Magana headed what Vikings coach Brad Allcock called a committee. His job was to get as deep into the game as he could and hand the baton to a teammate.

It turned out to be three innings but it included the moment of highest drama. The game was still scoreless in the third and Moreno Valley was having trouble solving the sliders of Buena starter Ty Weeks.

Buena loaded the bases on a bunt single and two walks, and Jacob Martinez had worked his way from 0-2 to a full count. Coming off back-to-back walks, Magana had his back to the wall.

“It was crazy,” he said. “Scary. I knew if I didn’t get it done, I was going to be out of there.

“They called a fastball, but I didn’t trust it.

So I stepped back and we changed to my slurve and it worked.”

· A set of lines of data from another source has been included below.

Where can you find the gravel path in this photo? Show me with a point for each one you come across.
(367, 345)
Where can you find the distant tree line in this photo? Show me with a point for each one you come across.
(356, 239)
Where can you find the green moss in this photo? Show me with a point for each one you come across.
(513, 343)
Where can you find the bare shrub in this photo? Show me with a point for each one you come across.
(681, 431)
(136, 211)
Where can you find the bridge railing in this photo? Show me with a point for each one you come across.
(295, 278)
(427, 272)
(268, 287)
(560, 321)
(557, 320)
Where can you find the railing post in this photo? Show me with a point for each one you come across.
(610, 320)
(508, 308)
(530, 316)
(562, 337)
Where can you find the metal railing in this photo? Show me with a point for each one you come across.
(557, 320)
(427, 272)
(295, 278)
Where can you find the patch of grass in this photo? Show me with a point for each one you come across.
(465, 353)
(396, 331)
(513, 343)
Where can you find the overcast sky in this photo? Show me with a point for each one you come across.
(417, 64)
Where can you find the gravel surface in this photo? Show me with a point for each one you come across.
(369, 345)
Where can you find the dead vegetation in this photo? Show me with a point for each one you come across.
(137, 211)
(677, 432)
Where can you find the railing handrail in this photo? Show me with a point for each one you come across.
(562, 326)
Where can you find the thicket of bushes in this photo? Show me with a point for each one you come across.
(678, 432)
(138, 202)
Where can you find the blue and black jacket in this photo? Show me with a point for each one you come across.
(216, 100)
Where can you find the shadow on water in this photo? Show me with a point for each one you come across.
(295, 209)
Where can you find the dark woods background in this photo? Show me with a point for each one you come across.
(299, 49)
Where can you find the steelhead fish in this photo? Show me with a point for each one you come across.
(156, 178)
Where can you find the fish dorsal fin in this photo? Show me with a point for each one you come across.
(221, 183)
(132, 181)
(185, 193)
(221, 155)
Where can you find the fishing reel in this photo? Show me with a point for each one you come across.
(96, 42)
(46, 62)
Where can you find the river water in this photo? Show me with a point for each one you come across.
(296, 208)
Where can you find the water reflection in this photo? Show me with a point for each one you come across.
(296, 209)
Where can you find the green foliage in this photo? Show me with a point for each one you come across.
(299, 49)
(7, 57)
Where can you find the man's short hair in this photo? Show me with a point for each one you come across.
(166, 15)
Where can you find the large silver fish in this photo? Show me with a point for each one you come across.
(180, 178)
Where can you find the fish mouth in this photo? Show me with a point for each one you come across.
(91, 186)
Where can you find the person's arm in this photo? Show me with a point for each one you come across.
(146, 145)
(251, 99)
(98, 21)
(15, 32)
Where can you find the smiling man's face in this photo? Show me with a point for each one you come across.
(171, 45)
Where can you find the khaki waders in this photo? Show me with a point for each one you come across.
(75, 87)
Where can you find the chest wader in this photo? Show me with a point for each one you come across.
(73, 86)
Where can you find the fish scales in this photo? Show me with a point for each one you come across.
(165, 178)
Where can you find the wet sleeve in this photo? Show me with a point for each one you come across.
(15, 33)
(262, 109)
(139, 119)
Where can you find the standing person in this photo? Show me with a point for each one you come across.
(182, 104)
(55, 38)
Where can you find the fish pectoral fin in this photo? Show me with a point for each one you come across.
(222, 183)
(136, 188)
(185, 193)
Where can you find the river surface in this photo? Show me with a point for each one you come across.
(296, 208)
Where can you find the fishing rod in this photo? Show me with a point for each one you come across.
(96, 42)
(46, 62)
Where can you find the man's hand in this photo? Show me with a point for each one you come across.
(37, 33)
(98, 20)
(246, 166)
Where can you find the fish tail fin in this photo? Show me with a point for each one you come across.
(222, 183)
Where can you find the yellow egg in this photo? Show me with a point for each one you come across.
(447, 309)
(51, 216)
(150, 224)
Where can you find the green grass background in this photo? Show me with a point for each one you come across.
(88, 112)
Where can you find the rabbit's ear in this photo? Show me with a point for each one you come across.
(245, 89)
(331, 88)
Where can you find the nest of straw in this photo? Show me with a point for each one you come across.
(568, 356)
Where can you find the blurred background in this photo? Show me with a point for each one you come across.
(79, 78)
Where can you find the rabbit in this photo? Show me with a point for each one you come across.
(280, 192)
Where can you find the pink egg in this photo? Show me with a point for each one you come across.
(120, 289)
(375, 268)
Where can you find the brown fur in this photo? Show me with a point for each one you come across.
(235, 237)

Said Allcock: “That kid is a gamer. No matter what the situation is, he’s got confidence in himself.”

It turned out it was going to be his last pitch anyway, but that pitch was a called third strike.

An inning later, Moreno Valley finally found the answer to Weeks, scoring three times in the fourth. The big blow was a twoout, run-scoring double to the gap in left-center by No. 9 hitter George Banuelos.

“I’m not that good against off-speed pitches,” he said. “But I timed that one.”

After Buena (19-9-1) cut the deficit to 3-1 in the sixth on a bases-loaded walk, Banuelos delivered an insurance run in the bottom of the inning. He doubled again, took third on a wild pitch and scored on an errant throw.

“It’s pretty awesome,” Magana said of the finals berth. “We did it as a team.”